Nevertheless, Iraqi political figures and parties warned Abdul Mahdi on April 23 against failing to abide by the US sanctions against Iran. Many Iraqis demanded that their country’s interests be given priority over those of other countries.

Hamza Jawahiri of the Iraqi Oil Ministry said, “Dozens of foreign companies have their [representative] offices in Iraq, where many Iraqi investors work and the state’s relations with the companies are organized.” He added, “An office in Iraq would imply that such company has large-scale business [here]. The opening of the Iranian office means that there is intention to expand its initially extensive activities in Iraq.”

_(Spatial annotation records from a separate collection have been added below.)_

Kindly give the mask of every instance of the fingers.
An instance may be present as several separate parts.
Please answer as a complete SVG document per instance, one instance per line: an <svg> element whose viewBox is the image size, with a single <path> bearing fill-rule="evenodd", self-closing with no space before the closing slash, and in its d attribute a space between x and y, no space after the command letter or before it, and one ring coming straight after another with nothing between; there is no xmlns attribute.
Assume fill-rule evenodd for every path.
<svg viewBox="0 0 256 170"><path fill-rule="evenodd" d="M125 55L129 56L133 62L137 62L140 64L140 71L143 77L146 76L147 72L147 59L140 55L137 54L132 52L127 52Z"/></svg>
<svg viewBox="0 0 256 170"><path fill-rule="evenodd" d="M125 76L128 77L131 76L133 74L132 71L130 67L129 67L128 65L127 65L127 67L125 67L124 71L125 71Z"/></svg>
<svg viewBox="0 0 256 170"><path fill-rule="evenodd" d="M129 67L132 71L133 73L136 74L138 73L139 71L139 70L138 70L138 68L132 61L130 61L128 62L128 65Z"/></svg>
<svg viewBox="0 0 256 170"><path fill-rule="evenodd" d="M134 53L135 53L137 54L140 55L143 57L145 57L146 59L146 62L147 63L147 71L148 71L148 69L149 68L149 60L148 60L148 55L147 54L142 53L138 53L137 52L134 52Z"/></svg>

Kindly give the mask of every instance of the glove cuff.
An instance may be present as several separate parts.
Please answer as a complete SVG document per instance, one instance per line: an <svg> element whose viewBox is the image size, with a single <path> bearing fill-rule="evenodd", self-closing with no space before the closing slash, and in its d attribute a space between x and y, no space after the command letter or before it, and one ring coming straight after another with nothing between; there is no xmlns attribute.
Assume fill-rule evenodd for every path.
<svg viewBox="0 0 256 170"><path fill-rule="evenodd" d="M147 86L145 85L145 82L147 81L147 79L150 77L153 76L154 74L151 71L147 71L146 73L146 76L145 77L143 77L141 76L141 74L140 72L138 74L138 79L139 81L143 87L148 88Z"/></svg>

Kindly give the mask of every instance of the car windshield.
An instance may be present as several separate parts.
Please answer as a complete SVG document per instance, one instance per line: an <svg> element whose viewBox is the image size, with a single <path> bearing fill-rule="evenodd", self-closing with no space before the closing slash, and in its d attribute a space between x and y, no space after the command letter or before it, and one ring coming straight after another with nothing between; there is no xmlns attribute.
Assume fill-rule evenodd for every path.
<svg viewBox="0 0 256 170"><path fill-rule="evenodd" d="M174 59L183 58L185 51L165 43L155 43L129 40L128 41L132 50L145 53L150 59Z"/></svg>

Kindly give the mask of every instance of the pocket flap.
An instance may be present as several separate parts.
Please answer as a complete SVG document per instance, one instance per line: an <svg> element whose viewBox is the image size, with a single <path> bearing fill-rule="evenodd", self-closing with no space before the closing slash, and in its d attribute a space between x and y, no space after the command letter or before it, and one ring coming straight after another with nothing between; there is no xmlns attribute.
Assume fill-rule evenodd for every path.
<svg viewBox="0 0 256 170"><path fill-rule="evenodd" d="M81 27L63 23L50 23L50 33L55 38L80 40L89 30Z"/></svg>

Jawahiri said that because of the US sanctions, “The role of [the representative] office will be limited to technical and engineering services, such as establishing pipelines and engineering equipment, which Iraq favors given their very low prices. It will not involve oil trade.” He added, “It will also help coordinate the work of Iranian manufacturers.” 

He stressed the importance of the office in “organizing explorations in the 12 joint Iraq-Iran fields, and in oil exploration, which are not banned under the sanctions against Iran.”

Jawahiri said opening the office “is an annoying political message to the US that Iran will maintain its activities in Iraq and promote its ties with [Baghdad], which the US dislikes.” This is particularly true when taking into account that in May, Iraq’s parliament embarked on examination of a bill to supply Syria, Iran’s ally, with fuel. This provides the office with an exceptional political dimension.

There is no doubt that the office is a source of concern for Washington, when taking into account a New York Times May 7 report. It wrote, “Many of these groups have large numbers of representatives in the Iraqi Parliament, where the power to designate ministers is divided among the political blocs. If a bloc or a party controls who becomes a minister, they have a chance to influence who gets valuable contracts or jobs.”

Iraqi economic expert Salam Sarhan also wrote about the matter, saying, “Iraq’s Oil Ministry has started to take actions that intersect with Iran’s interests. Most notably among these is doubling the drilling of wells of Iraq's Majnoon field, whose reserve overlaps with Iranian fields, and pushing the Popular Mobilizations Units away from the largest gas field, paving the way for its commissioning.” 

Isam Jihad, a spokesman for the Oil Ministry, told Al-Monitor that he sees things differently. He said, “There are joint MoUs [memorandums of understandings] and agreements with Iran which the ministry is committed to. The international companies under contract with the Oil Ministry have [representative] offices in Baghdad and some provinces. The same applies to the [Iranian] companies.”

The office’s mission undoubtedly exceeds the technical task of coordinating and managing the business of Iranian companies in Iraq. It expresses Iran’s insistence on fortifying its political influence in Iraq via the oil and economic sectors.